Argentines have made ‘mañana mentality’ and their love of partying official.
Argentina ranked number one as the country with the most paid national holidays per year for 2012. Argentina will have celebrated a total of 19 public holidays and twenty paid vacation days for the year. Not just government workers reap the benefits of the policy — private employeres are also required to provide time off or extra pay.
Coming in at number two is Colombia with 38 holidays per year, followed by Venezuala at 36 days per year and Brasil with 35, including considerable fewer paid vaction days.
When Cristina Kirchner took office in 2007 there were 12 paid holidays per year. Her administration’s objective is to promote in-country tourism to boost the economy.
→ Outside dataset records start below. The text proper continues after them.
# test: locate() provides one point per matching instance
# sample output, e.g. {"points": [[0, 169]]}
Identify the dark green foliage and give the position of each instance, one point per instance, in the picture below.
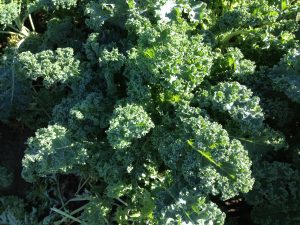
{"points": [[6, 177], [149, 112], [276, 195]]}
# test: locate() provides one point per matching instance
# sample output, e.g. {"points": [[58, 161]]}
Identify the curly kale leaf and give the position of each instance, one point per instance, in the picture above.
{"points": [[231, 66], [201, 152], [107, 10], [9, 12], [6, 177], [14, 94], [96, 211], [52, 4], [54, 67], [168, 60], [286, 75], [189, 208], [90, 115], [52, 150], [128, 122], [238, 101], [275, 195]]}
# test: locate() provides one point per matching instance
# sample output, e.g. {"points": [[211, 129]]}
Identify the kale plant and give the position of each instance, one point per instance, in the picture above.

A new law passed in 2012 requires at least one long weekend per month.
Argentina Holidays for 2013
|January||1||New Year’s Day||Fixed|
|March||24||National Day of Memory for Truth and Justice||Fixed|
|April||1||Tourist Bridge Holiday||Fixed|
|April||2||Veterans’ and Fallen Heroes of the Malvinas Day||Fixed|
|May||25||May Revolutión Day||Fixed|
|June||21||Tourist Bridge Holiday||Fixed|
|August||19||Death of General San Martín (originally el 17/08)||Moveable|
|October||14||Cultural Diversity Day (formally Race Day) (originally 12/10)||Moveable|
|November||25||National Sovereignty Day (20/11)||Moveable|
|December||8||Inmaculate Conception of María||Fixed|
* Update: The Argentine Legislature also added February 20 as a one-time holiday to celebrate the 200 year anniversary of the Battle of Salta.
Well macdaamia nuts, how about that.